They soon enough part ways, with Mayer fleeing for Brooklyn, where he becomes a Talmud scholar and marries into one of the greatest rabbinical families in the world. A late-to-the-bar-mitzvah bumpkin, he makes up for his lack of early training with enthusiasm, becoming the hoary-bearded, hyper-serious image of the patriarchal God he holds dear. He holds center stage for a while, toiling over the arcana of the Gemara.

If you were wondering about the atonement ritual for leprosy (a hyssop plant is involved), this book is for you. The Hebrew phrases come fast and furious, but always with translations. You do not have to be Jewish to enjoy this novel, but it likely would enhance your reading experience. Fenton clearly knows his Talmud. “Der mensch tracht, un gott lacht” — “Man plans and God laughs.”

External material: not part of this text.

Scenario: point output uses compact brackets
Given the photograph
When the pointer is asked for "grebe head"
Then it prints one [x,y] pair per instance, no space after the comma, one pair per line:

David, meanwhile, coasts from gig to gig and woman to woman. He speaks in a “mashup accent of Popcorn Sutton and Venice Beach stoner.” (Another winking allusion to the South.)

Their mother’s untimely death unites them, now middle-aged, and brings a revelation. Not only are they not Jewish; but a Nazi also haunts their lineage. Talmud scholar Mayer is, gulp, a goy, invalidating his marriage into Jewish royalty. Because of rabbinical scheduling, he has a week before he can convert and possibly woo back his imperious wife, Sarah. David, with a gleam in his eye, decides it is the perfect time for a “Rumspringa” through the Deep South.

At this point, the book picks up steam as a picaresque, à la Kerouac’s “On the Road” with a dash of the book of Exodus thrown in for spiritual gravitas. There is much exploration in the wilderness, from the topless revelations of New Orleans to the Great Smokies. Along the way, they pick up a one-eyed dog and an Instagram influencer.

The story would not be complete, of course, without a run-in with a white supremacist named Cletus, and Mayer loses an eye, all the better to see with a clarified vision. Will the scholar convert and resume his old life amid the midrash? Will Sarah take him back? What awaits these would-be fusgeyers, or Wandering Jews? These questions loom until the end.

In most sibling dynamics, the oldest is the more responsible one, but the Belkin boys are hardly ordinary. David, who calls his brother “Ese,” is the elder and the agent of chaos, the one not bound by millennium-old rules and a structured, regimented place in society. He has some growing up to do, to be sure, but it is Mayer who changes the most over the course of the story. He ultimately proves a charming man, with or without tefillin. It is somehow heartening to see him pick up a pair of binoculars and resume a childhood habit of bird-watching – God’s presumptive handiwork in flickering motion, not just rules laid out in a book. Another metaphor for his ever-sharpening vision.

With the stakes of Jewish identity so high right now, “Goyhood” makes a powerful case for the undeniable endurance and jaunty appeal of the religion.